Copertina 7

Info

Anno di uscita:2016
Durata:57 min.
Etichetta:Self-Produced

Tracklist

  1. SHANGRI-LA
  2. COLD EYES
  3. IN THE END
  4. DREAMLESS
  5. IN LIFE AND DEATH
  6. THE DEPHTS OF VANADIS
  7. WHITE LIE
  8. SACRIFICE
  9. GHOST TOWN
  10. DISTANT TRAVELER
  11. ESCAPE INTO DARKNESS

Line up

  • Cliff Ljung: vocals
  • Richard Sundström: bass
  • Daniel Castman: guitars
  • Andreas Nederfeldt: drums

Voto medio utenti

La biografia dei Vindra è a tratti commovente. Nati nel 2004, dopo varie peripezie, questi svedesi di belle speranze giungono alla prima release nel 2008 ("Heroes Of The Unfinished Symphony") per poi suonare in lungo e in largo nel proprio paese promuovendo addirittura una compilation di brani precedentemente composti e mai stampati ("The Beginning", del 2011). Sempre nel 2011 iniziano i lavori per questo "Mournful Boy" ma i quattro, incerti sulla strada da percorrere, scartano il materiale fino ad allora elaborato per ricominciare tutto da capo, diventano genitori (3/4 di loro) e trovano un'etichetta tedesca disposta a investire sul disco, la Dust On The Tracks Records. Ora tirate fuori i fazzoletti: la label di cui sopra fallisce (del resto se c'è della "polvere sulle tracce" qualche dubbio te lo devi pur far venire, ndr) e i nostri, con un pugno di mosche in mano, sono costretti ad autofinanziarsi per pubblicare il materiale tanto sofferto.
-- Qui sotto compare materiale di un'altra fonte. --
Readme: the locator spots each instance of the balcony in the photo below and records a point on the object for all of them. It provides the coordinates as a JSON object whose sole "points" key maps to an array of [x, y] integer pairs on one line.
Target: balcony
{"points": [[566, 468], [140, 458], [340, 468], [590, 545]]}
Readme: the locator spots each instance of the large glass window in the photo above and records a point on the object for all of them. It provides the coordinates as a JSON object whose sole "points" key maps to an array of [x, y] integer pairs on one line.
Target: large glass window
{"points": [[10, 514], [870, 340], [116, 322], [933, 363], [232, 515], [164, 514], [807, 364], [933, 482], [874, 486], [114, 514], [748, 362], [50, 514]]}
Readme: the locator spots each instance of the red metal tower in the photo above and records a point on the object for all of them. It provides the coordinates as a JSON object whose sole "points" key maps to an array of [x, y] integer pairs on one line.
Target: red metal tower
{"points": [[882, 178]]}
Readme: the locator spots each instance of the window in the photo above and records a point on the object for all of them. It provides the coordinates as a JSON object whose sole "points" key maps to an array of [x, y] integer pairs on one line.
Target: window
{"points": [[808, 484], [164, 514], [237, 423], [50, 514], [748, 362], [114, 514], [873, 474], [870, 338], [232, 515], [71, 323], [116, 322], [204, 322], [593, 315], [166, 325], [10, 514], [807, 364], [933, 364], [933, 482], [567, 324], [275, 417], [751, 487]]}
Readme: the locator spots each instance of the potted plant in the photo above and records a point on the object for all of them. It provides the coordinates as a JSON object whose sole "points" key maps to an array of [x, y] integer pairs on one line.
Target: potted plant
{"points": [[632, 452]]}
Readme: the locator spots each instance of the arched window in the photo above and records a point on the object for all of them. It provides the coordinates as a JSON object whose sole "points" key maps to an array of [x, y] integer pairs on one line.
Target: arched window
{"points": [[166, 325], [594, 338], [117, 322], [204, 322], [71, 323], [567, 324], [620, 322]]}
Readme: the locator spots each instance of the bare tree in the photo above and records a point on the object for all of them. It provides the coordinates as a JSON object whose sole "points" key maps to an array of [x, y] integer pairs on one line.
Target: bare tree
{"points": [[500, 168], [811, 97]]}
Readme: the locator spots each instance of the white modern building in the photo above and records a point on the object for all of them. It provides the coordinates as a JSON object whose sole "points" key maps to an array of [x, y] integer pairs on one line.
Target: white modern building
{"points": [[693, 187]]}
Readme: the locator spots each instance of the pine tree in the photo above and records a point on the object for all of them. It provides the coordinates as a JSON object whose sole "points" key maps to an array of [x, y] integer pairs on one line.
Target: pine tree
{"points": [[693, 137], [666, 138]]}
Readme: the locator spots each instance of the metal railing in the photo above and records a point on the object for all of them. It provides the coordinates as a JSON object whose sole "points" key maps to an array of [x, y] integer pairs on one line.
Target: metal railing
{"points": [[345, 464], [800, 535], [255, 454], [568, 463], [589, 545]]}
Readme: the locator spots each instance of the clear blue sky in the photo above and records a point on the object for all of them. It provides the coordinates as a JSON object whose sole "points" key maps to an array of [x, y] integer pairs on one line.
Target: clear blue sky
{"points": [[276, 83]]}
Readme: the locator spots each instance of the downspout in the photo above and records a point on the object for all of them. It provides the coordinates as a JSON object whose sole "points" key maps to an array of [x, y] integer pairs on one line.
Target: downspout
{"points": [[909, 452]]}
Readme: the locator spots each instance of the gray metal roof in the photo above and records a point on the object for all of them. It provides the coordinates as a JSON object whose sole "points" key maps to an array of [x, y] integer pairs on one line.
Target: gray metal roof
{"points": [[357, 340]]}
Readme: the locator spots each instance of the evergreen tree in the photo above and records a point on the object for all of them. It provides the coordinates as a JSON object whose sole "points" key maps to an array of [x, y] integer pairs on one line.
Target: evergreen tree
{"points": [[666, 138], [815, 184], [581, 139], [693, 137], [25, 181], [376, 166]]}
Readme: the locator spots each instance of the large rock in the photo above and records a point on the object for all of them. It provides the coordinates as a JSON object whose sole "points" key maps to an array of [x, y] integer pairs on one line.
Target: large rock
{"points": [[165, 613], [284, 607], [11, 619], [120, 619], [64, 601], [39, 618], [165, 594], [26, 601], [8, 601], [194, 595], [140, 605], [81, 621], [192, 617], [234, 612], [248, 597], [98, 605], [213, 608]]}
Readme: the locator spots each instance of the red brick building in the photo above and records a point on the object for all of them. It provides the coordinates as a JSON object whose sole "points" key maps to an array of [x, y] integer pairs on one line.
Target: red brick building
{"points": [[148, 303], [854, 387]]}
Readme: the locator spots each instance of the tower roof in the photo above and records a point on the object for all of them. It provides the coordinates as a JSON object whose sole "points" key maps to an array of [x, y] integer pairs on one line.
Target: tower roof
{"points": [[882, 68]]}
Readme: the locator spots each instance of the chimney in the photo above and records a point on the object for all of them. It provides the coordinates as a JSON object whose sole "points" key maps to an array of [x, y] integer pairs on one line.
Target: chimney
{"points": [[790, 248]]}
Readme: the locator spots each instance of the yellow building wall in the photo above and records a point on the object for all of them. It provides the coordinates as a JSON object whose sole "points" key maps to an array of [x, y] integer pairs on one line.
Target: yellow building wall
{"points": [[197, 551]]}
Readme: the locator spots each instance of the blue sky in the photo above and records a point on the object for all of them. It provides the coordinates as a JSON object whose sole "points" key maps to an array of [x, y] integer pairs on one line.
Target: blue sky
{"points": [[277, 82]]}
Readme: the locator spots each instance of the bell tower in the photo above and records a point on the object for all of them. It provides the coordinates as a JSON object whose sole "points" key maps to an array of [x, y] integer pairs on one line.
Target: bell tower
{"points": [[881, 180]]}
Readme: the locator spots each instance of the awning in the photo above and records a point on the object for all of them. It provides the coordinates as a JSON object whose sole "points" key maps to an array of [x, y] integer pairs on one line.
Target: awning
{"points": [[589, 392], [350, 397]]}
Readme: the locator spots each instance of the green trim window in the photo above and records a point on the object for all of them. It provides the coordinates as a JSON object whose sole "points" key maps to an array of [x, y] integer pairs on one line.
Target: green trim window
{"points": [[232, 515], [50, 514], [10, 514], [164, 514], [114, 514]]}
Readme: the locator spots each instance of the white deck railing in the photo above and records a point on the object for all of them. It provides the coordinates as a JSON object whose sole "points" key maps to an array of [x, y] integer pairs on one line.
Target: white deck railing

Ironia a parte, dopo aver ascoltato il full-length, quello che mi sento di dire è che sicuramente i membri di questo combo non sono dei "fenomeni" (né come autori né come performer), ma nonostante questo ce la mettono tutta per cercare di essere vari e interessanti senza dover rinunciare a quella coerenza che, se mancante, vanificherebbe gli sforzi intrapresi per arrivare a questo risultato.
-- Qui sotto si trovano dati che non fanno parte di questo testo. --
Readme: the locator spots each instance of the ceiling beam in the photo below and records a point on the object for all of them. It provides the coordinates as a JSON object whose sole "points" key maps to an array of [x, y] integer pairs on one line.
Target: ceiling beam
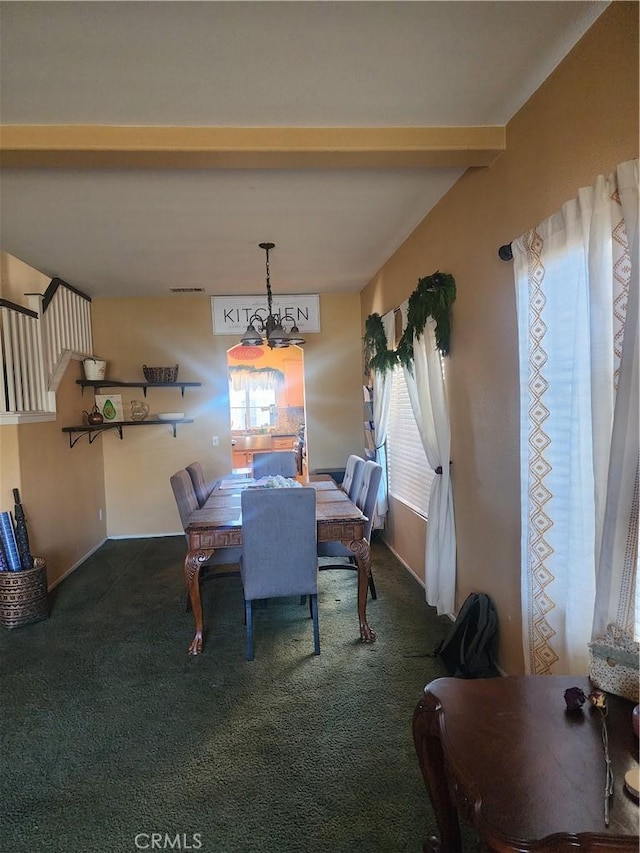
{"points": [[106, 146]]}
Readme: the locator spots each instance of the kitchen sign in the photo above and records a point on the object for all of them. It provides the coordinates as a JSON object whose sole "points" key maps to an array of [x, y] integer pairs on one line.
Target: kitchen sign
{"points": [[231, 314]]}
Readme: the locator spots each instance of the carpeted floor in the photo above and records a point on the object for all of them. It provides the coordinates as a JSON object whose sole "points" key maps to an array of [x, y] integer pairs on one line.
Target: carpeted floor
{"points": [[111, 732]]}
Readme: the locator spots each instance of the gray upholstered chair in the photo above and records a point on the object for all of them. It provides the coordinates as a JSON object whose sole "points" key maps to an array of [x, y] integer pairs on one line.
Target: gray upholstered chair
{"points": [[352, 480], [365, 500], [279, 542], [273, 463], [200, 485], [187, 502]]}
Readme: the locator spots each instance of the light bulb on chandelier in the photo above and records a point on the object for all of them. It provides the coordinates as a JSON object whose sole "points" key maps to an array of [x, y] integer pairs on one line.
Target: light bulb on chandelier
{"points": [[272, 326]]}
Le coordinate stilistiche rimandano a un alternative rock melodico di matrice Nineties (quasi metal nelle intenzioni, ma troppo “zozzo” nell’esecuzione per poter essere considerato tale) con rimandi agli Eighties nelle armonie vocali e ai Seventies nelle fasi solistiche, equamente distribuito tra episodi lenti e veloci. Eccoci allora immersi in brani talvolta elaborati (l’iniziale “Shangri-La”, “Cold Eyes” o “Escape Into Darkness”), talvolta più diretti e incisivi (“In The End”, “In Life And Death”, “Sacrifice”, “Distant Traveler”), reminiscenze pinkfloydiane (“Dreamless”, lo strumentale “The Depths Of Vanadis”, “White Lie”) e richiami più marcatamente mainstream (“Ghost Town” fa addirittura pensare ai Police o agli U2). Un’onesta produzione poco ricamata e molto “live-in-studio” risulta, in questo caso specifico, un plus che caratterizza meglio i suoni dei singoli brani senza omologarli e scacciando quel pericoloso spettro chiamato “noia”.

Il voto va all’impegno: non penso che si sentirà parlare molto di questa formazione e probabilmente io stesso non li ascolterò più nella vita ma voglio comunque premiarli per la costanza e la determinazione.